The irony of the timing here is simply wonderful though: before working on this week's homework for my grad class, I was actually revising an American history unit on the transcendentalist movement in the U.S.
I read "Why I Went to the Woods" (a chapter from Thoreau's Walden) and then proceeded to set up a Twitter account.
Can transcendentalist beliefs coexist in the age of Twitter?
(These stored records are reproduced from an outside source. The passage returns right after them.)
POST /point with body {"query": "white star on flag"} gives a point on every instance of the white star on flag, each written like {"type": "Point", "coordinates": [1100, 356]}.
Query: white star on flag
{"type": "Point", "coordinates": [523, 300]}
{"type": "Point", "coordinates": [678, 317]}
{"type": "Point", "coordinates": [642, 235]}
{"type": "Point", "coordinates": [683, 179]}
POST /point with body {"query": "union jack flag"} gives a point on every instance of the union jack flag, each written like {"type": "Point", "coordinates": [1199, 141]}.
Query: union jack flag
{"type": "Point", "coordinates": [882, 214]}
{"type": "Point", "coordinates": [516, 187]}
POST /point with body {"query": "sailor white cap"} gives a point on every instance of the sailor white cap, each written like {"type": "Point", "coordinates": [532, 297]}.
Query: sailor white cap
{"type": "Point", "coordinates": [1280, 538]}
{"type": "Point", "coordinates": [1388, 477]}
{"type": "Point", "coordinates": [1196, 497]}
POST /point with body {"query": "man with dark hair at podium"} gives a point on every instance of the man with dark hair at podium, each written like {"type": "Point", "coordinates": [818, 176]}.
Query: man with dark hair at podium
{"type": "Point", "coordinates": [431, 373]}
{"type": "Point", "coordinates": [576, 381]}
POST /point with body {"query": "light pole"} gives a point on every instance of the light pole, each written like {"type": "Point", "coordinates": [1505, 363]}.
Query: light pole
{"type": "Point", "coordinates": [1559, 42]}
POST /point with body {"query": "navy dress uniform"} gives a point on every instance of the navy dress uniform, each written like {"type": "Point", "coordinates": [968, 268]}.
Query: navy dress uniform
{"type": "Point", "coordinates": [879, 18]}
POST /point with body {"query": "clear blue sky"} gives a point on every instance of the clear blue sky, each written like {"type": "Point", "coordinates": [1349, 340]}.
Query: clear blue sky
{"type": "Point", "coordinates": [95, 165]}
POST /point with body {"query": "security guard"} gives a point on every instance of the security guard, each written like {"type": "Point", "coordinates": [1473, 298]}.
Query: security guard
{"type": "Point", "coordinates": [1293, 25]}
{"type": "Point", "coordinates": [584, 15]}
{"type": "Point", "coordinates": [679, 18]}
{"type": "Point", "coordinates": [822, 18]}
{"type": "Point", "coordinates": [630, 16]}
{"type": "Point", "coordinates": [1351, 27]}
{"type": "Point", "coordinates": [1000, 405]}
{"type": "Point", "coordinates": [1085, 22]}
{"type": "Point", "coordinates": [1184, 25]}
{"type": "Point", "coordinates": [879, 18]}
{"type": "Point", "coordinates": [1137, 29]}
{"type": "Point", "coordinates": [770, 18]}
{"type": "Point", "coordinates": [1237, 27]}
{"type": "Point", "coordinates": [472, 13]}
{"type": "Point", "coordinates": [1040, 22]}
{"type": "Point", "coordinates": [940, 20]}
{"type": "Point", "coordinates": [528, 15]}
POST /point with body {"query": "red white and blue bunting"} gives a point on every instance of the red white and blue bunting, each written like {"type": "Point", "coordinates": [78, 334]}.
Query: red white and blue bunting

I really believe in a lot of Thoreau's main arguments in Walden. I even have an assignment where I ask my kids to try to modify their lives for a weekend and live more like Thoreau. This past fall, most kids decided to try to live without their cell phones and avoid Facebook. We spent a lot of time discussing/debating what Thoreau and Emerson would have thought about things like Facebook status updates and Twitter. All the students pretty much came to the same conclusion that I did: he'd think we were wasting our time and not really enjoying life.
Thoreau spends a lot of time making the case that we should abandon all things that are trivial. For those unfamiliar with his works, he even urges people to stop reading the newspaper. His rationale is that if you've read about one murder or one war, you don't need to read about another: you get the concept. If the news is happening far away and won't impact you, why bother reading it? Likewise, why read celebrity gossip? It doesn't affect you!
I'm left wondering about how to teach this unit. What if I really embrace Twitter, a tool that seems to go against everything the transcendentalists stood for and would stand for today? Will that mean I can't make the case to my students to embrace his ideas?
I suppose only time will tell. Perhaps I'll discover very profound tweets and the two will mesh perfectly!